The real work of staying informed has never been volume. It has been the quiet, repeated acts of judgment: does this matter, to whom, why now, what is the signal beneath the noise.
A recent piece from Bridgewater’s AIA Labs and Thinking Machines Lab, “Learning to Replicate Expert Judgment in Financial Tasks,” describes training models to do the triage investors actually do—filtering news, research, central bank documents, internal notes, for relevance. Frontier models struggled with judgments that looked simple and weren’t. The fix wasn’t a bigger model. It was Qwen, fine-tuned on labeled examples from practitioners, and it beat the frontier leaders while costing a fraction to run.
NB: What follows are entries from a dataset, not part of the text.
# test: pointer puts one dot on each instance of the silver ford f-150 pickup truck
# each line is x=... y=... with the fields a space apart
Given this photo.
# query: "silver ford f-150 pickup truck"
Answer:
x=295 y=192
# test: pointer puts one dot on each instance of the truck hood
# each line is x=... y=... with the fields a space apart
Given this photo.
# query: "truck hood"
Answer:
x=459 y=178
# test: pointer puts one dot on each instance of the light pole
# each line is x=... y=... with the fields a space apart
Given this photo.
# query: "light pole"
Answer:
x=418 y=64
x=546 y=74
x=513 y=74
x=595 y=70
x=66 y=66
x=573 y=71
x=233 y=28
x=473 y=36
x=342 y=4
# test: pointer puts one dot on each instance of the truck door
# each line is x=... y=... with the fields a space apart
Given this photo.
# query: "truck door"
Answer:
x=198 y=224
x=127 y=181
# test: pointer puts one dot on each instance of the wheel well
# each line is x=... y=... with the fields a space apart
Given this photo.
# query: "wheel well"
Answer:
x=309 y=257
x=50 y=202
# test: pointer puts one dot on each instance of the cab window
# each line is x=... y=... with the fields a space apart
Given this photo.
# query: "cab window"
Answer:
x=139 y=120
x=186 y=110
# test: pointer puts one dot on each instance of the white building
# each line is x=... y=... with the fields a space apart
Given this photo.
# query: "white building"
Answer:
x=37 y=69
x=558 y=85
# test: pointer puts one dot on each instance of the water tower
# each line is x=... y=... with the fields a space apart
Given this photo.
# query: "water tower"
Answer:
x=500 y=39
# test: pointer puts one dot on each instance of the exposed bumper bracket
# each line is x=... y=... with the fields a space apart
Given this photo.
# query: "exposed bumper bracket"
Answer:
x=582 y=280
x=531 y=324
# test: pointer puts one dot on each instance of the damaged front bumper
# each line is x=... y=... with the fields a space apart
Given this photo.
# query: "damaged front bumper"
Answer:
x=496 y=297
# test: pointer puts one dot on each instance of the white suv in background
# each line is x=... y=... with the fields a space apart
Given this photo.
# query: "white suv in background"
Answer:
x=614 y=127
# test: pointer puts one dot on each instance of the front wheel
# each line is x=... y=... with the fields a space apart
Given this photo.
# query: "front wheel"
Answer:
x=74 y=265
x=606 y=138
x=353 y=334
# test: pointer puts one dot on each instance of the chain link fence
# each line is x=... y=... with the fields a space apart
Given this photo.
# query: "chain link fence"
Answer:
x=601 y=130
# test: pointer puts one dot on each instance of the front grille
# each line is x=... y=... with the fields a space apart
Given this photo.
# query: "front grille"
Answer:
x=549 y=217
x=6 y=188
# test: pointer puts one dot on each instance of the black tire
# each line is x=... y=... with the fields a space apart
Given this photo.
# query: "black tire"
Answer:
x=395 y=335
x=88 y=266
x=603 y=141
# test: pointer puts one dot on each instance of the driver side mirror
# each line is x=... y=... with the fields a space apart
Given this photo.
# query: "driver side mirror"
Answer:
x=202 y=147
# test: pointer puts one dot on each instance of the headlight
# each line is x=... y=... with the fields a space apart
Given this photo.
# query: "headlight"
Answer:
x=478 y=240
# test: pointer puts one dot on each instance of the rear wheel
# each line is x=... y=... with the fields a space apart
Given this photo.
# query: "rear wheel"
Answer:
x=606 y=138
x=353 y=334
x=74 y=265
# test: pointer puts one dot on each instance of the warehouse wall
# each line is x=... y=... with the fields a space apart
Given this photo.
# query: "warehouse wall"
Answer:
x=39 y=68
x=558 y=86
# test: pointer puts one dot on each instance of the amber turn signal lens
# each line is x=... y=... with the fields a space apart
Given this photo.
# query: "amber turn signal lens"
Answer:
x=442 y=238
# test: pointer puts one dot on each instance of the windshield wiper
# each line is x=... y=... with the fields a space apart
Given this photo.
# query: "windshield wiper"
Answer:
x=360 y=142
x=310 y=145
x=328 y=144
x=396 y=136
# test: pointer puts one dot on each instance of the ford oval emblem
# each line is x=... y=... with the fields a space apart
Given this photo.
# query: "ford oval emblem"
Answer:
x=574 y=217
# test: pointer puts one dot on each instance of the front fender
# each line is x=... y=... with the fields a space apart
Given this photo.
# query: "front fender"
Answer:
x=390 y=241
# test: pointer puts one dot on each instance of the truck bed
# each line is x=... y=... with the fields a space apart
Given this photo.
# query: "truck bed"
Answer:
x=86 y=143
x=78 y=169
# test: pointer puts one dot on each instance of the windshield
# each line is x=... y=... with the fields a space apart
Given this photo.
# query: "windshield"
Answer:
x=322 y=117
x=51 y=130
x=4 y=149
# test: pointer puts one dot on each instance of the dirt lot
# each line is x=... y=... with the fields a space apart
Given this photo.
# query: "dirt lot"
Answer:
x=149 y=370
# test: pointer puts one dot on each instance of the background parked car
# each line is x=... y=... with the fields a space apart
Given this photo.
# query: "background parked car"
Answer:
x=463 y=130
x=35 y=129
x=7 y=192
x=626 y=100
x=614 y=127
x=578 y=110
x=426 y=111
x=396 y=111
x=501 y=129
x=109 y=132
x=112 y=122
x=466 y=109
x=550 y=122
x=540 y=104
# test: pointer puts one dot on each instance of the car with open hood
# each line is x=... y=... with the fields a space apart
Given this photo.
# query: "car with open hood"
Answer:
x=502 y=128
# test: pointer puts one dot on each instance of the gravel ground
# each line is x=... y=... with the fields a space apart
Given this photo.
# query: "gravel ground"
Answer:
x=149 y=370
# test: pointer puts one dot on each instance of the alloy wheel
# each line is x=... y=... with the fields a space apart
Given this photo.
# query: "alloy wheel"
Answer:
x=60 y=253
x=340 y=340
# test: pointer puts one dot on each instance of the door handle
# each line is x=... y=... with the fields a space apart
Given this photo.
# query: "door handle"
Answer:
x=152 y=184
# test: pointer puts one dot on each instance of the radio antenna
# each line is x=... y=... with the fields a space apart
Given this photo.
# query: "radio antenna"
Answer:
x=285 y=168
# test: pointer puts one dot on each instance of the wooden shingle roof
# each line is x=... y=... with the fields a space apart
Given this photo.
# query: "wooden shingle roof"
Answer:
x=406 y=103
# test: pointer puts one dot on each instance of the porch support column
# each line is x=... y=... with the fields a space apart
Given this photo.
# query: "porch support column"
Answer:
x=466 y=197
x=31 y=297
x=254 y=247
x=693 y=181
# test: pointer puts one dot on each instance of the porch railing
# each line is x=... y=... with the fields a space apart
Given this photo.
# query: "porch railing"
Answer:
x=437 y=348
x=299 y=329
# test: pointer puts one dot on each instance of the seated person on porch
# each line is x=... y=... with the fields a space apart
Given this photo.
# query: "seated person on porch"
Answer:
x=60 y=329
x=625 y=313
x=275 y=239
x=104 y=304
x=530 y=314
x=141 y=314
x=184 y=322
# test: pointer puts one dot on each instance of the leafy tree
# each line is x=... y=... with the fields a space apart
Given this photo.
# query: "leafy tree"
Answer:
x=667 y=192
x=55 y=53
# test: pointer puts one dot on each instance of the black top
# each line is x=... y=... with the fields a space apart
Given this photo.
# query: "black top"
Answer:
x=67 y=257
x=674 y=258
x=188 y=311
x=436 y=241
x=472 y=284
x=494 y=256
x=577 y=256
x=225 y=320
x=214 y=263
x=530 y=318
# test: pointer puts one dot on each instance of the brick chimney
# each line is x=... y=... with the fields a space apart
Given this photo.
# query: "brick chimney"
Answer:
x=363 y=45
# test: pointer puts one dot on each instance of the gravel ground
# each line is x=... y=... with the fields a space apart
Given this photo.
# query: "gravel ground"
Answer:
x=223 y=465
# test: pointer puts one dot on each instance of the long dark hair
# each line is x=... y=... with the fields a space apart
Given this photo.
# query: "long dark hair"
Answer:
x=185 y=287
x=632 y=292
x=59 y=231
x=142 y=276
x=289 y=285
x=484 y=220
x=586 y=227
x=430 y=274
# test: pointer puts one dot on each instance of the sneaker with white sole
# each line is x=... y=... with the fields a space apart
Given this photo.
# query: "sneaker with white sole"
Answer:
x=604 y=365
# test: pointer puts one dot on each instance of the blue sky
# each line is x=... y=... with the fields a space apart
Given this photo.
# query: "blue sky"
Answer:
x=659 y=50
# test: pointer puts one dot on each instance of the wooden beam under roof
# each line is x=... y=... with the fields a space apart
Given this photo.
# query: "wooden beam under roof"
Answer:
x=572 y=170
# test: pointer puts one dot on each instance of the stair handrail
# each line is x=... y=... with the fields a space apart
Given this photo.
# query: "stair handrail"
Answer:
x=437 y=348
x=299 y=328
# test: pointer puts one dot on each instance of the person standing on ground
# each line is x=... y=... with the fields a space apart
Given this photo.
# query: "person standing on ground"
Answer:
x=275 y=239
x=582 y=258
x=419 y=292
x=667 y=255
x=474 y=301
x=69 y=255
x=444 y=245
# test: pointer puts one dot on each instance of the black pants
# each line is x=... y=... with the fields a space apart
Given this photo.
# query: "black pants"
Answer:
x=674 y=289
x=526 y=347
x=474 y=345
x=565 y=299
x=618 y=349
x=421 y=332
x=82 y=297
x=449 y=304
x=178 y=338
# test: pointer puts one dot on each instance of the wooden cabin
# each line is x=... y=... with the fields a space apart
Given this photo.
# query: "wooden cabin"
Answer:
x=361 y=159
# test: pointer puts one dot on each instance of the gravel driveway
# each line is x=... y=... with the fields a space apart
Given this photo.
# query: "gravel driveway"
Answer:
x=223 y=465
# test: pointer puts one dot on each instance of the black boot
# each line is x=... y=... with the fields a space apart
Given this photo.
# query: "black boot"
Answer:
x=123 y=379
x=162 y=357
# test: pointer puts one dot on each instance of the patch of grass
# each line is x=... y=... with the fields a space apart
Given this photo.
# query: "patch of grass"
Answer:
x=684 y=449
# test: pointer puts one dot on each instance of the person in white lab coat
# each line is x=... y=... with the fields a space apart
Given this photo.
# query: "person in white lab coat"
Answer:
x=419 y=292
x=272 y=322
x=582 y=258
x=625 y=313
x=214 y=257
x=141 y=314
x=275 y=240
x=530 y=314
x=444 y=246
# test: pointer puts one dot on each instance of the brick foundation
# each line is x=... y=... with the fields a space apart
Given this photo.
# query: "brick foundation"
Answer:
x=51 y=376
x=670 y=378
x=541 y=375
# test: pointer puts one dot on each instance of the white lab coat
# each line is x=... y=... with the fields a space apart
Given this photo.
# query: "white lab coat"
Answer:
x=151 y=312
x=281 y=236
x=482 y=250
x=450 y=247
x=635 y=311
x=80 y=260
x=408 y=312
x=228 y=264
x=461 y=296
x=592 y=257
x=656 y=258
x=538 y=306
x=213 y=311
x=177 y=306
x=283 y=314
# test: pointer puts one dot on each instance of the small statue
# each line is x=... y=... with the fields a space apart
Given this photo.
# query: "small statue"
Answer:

The bottleneck was never model size. It was taste. And taste, it turns out, can be taught to something small and cheap, if you’re precise enough about what you’re teaching it—a market’s worth of Mercors is already proving the same thing at scale.
The researchers were clear that expert judgment doesn’t reduce to rules or prompts. It took high-quality, domain-specific labels from people doing the actual work. The most powerful systems will be built in partnership with practitioners who can say, and keep saying, what “good” looks like in their own context.
Which raises the question I haven’t answered yet: what would I actually put in the labels, if someone asked me to teach my own taste to a cheap model.